Yahama's light motorbikes--made for and by women
When Yamaha first decided to hire women for its motorcycle assembly lines, male workers strongly objected.
''They work piece rates and were convinced women would slow down production, '' a company spokesman recalls.
It has not worked out that way.
''They're a bit slow in learning at first, but eventually become capable of working faster, producing better quality than men,'' says assembly line supervisor Motoo Makimura.
Yamaha today has about 3,000 women (about half the work force) on the assembly lines of its Iwata plant in central Japan, which turns out a motorcycle on average every 3.5 seconds.
Most work alongside men for virtually equal pay.
But the company has found that women actually do their best work when separated from men.
As a result, an all-female assembly line was established in 1976. There are 45 women working on the engines, and 65 on frame assembly.
Last year they produced a record 485,000 machines. This year they're aiming to top half a million.
In the mid-1970s, the internationally famed company decided to develop a range of lightweight 50-cc motorcycles just for women.
It was company president Hisao Koike's idea that they should be made by female workers ''because they have a more delicate touch and a better feel for the type of machine their sisters would like to ride.''
Young women are recruited on graduation from high school. They are given a week's basic training in quality control, safety, and production costs before they join the assembly lines to begin with simple jobs like tightening nuts and bolts.
Mr. Makimura, who has been in charge of the female line for four years, says: ''Some of the senior girls can easily do their own maintenance and could start their own motorcycle business. The idea that women are not mechanically minded is simply male egotism.
''I think an all-girl assembly line was a necessary step because once you give them some sense of responsibility they do a much better job than men.''
''It doesn't work as well if men and women are mixed together on the production line,'' adds Kayoko Makita, who is one of four group leaders on the line.
Maybe it is because Japanese women have been conditioned for centuries to defer to the male and to boost his ego by a pretense of being totally helpless.
Whatever the reason, Mrs. Makita says, ''The fact remains that, if women are placed alongside men, they tend to rely on their male colleagues too much. They won't take any responsibility or try to be self-reliant.

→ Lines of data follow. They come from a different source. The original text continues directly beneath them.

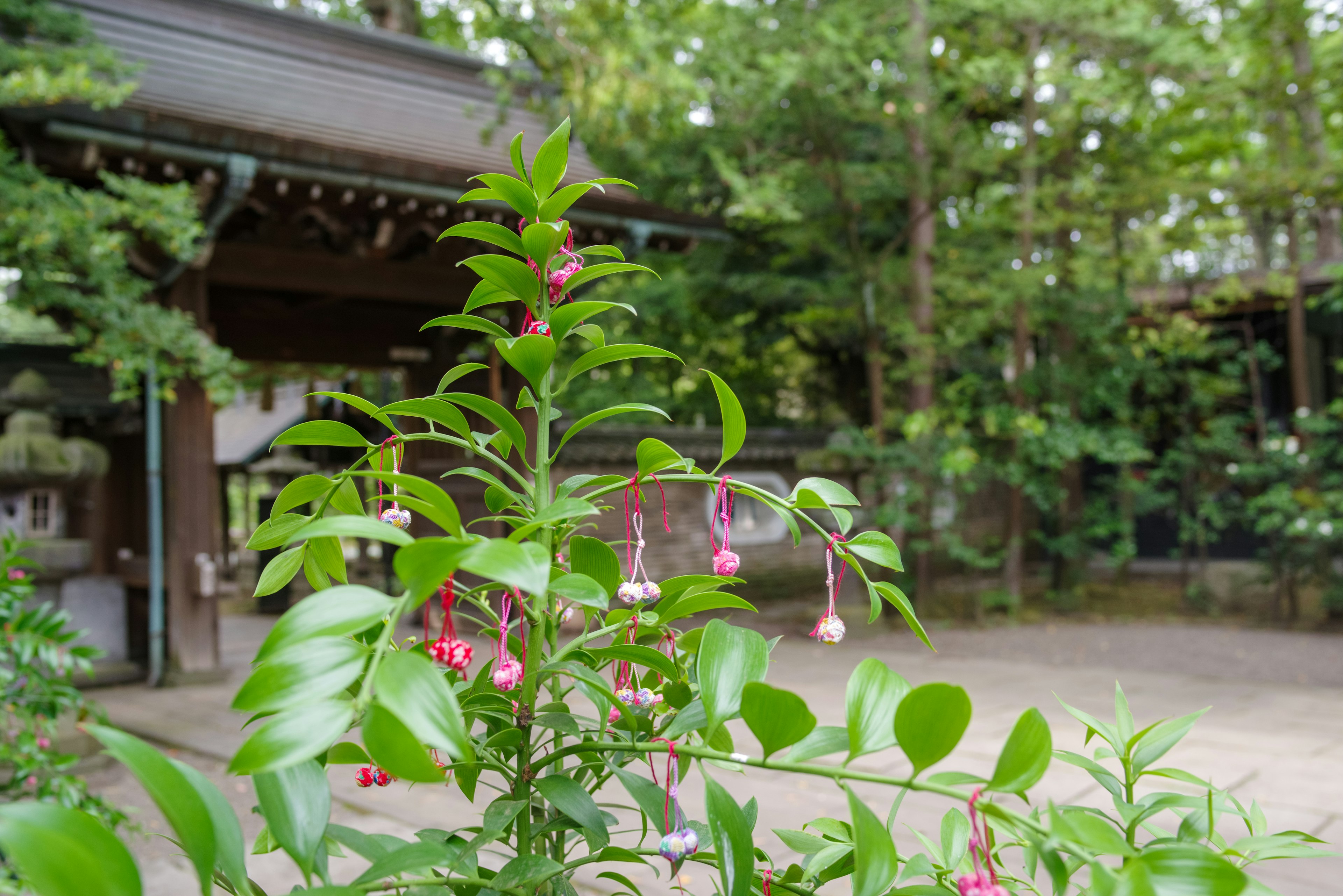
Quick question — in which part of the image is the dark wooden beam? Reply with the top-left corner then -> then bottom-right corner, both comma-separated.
206,242 -> 479,306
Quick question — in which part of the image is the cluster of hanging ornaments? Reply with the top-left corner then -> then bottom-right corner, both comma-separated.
355,766 -> 395,787
654,738 -> 700,870
494,590 -> 526,690
377,437 -> 411,529
811,532 -> 845,645
956,787 -> 1011,896
424,576 -> 471,672
709,475 -> 741,575
517,217 -> 583,336
615,475 -> 672,607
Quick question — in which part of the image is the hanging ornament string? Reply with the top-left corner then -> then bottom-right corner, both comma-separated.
810,532 -> 847,644
709,475 -> 741,575
615,475 -> 672,607
653,738 -> 700,868
494,588 -> 526,690
958,787 -> 1010,896
377,435 -> 411,529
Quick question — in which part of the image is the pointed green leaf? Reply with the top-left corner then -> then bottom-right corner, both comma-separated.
704,371 -> 747,473
741,681 -> 817,759
896,682 -> 969,775
697,619 -> 769,738
440,220 -> 526,255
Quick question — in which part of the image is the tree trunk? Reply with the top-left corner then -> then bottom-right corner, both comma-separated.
1003,26 -> 1039,603
908,0 -> 936,607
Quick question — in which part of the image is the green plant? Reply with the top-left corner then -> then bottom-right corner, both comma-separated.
0,533 -> 125,893
0,124 -> 1314,896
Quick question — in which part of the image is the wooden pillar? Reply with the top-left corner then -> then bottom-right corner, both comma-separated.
164,269 -> 220,680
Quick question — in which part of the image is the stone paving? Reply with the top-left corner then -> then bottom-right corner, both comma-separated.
78,617 -> 1343,896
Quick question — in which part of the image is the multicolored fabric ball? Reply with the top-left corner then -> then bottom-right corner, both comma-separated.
427,636 -> 473,672
956,870 -> 1011,896
639,582 -> 662,606
494,660 -> 523,690
713,548 -> 741,575
817,617 -> 845,645
377,508 -> 411,529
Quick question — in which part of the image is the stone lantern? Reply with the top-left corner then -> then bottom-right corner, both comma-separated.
0,368 -> 126,661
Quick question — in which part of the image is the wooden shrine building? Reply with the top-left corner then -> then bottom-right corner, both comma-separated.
0,0 -> 709,676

''On their own assembly line, however, the girls develop a confidence in their own abilities. They handle problems when they arise, rather than looking around for the nearest male.''
Some differences between the sexes emerge in their approach to suggestions for improving the company.
Explains Mr. Makimura: ''The men look beyond their immediate surroundings to ideas directly related to a better product. The girls concentrate on ways of improving their surroundings, the working environment, and making their job easier.''
Yamaha built a special assembly line for the all-woman operation. It designed special tools--for example, a wrench operated by compressed air--and installed more robots to eliminate any heavy jobs.
The two lines in Plant 7 that are the female preserve have a very unfactory-like atmosphere. Vases of flowers brighten the area. The women (average age 22) wear brightly colored aprons adorned with English slogans.
Alongside the line, a display board is covered with drawings of nudes. This is actually the women's own idea, part of a company incentive plan.
''They wanted something a bit more interesting than the usual dull graphs and charts you see in factories,'' explains group leader Makita.
The nudes are covered from neck to ankle in six stages. Each time a woman's suggestion is accepted by the company, she colors in one section of the figure. When the figure is fully clothed, she can qualify for a bonus of up to $500.